Anduve por el Uruguay. Buenos lácteos, buena gente. Nunca vi un pueblo tan fanático de la panceta. Se la ponen a todo, a la pizza, a los chivitos, la usan de guirnaldas o se la enruedan al cuello a los niños en invierno para protegerlos de la falta de proteína vacuna. Y por eso creo que debemos aprender de nuestros hermanos orientales y darle rienda suelta al pastrón, nuestra respuesta magra al tema de la carne en lonjas.

Y ustedes dirán –casi que los escucho- pero nosotros ya le damos rienda suelta al pastrón, hoy en el barrio no hay boliche que no lo ofrezca acompañado de pepinos, entre panes. Se equivocan. Todos. Vengo de la otra costa y les digo que hay mucho por mejorar, mucho por aprender. Hasta que no vistamos el pastrón, estaremos rezagados.

Otra cosa que siempre digo y dije es que Villa Crespo tiene los mejores productos, incluso he bautizado a este fenómeno como “efecto soga de persiana”, término que hoy se utiliza en las mejores universidades del mundo a la hora de explicar que algo es bueno. Pero debo decir que el Uruguay nos gana en todo, mejor cerveza, mejores panes, definitivamente mejores murgas… ¿ya hablé de los lácteos?

Y uno vuelve ahora al barrio cual turista, después de solo tres días en el exterior, y es un reencontrarse con la cuadra como en ese tango de Gardel que nunca escuché entero, pero que explica perfectamente lo que siento. No sé qué de un farolito. Sin ir más lejos, bajando del taxi con una coneja dormida al hombro, ya el tintorero vecino acude a prestar una mano con los bolsos. Gracias, Carlos. Por esto y por todo.

Si no fuera Villa Crespense sería Uruguayo, lo admito. Y me gustaría empezar oficialmente un movimiento que apunte a posicionar a nuestro querido barrio como el “Uruguay porteño”. Puede que sea efecto de las vacaciones, no me odien si esto deviene en caos callejero y cacerolazos; quizás yo mismo mañana me levante cruzado y manifieste estar absolutamente en contra de esta propuesta que hoy promuevo.

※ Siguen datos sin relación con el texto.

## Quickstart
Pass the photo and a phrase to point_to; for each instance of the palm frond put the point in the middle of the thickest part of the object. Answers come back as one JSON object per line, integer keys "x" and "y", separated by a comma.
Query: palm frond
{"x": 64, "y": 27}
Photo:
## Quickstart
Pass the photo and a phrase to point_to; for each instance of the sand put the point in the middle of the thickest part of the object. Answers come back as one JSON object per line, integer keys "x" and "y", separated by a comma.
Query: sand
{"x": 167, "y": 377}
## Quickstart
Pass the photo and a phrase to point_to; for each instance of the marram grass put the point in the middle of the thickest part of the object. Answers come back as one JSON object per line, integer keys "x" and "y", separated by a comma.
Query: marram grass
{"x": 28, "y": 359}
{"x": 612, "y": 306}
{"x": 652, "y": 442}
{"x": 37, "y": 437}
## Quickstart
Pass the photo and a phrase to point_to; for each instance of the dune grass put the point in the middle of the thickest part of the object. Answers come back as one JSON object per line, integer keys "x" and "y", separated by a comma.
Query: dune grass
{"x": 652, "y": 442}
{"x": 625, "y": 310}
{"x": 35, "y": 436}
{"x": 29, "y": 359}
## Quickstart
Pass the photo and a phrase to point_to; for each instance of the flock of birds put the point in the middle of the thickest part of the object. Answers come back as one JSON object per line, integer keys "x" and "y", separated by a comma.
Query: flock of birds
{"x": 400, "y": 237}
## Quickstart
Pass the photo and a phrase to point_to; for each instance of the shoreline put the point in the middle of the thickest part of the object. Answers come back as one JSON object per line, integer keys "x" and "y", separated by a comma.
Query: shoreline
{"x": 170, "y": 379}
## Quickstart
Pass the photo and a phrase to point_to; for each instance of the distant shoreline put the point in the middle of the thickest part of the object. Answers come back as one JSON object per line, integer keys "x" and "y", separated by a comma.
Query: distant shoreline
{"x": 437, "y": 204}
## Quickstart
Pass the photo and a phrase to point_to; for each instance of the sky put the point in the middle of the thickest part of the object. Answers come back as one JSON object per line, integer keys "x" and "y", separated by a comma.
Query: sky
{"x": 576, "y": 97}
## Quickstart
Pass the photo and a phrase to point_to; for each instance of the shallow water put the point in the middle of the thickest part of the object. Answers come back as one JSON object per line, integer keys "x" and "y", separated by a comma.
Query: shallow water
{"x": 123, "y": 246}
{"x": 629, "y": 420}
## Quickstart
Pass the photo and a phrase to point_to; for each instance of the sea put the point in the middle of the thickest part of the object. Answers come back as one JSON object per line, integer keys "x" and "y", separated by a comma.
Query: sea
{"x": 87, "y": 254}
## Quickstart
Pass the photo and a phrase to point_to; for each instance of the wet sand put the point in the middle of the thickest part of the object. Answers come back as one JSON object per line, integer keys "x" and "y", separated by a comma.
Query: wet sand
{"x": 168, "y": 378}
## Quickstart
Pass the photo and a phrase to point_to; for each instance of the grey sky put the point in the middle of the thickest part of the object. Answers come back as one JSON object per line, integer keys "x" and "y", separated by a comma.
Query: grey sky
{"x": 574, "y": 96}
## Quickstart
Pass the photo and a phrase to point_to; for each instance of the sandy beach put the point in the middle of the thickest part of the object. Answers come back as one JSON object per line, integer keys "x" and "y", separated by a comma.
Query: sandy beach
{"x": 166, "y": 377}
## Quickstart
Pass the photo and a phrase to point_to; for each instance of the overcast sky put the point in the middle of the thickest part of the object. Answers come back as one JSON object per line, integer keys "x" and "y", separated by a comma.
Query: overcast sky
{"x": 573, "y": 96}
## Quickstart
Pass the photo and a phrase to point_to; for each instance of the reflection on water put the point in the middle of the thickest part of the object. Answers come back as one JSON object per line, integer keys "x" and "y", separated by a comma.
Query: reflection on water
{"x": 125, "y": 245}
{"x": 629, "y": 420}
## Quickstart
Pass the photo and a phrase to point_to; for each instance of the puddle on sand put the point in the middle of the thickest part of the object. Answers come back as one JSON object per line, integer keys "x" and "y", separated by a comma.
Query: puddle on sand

El miniturismo es así, uno cree que le cambia la cabeza cuando en verdad es un viento pasajero, un remolino que remueve una capa superficial de hojarasca que al poco tiempo vuelve a caer, formando otros laberintos, pero consistente de lo mismo.

En fin. Oigo moverse a la coneja que entré dormida. Debo partir. Les dejo un saludo uruguayo, que consta de un apretón de manos y un beso en la nuca. Es como un desafío, el que llega a besar primero la nuca del otro gana. Me lo enseñó un artesano que olía a miel y hierbas. De más está decir que me ganó…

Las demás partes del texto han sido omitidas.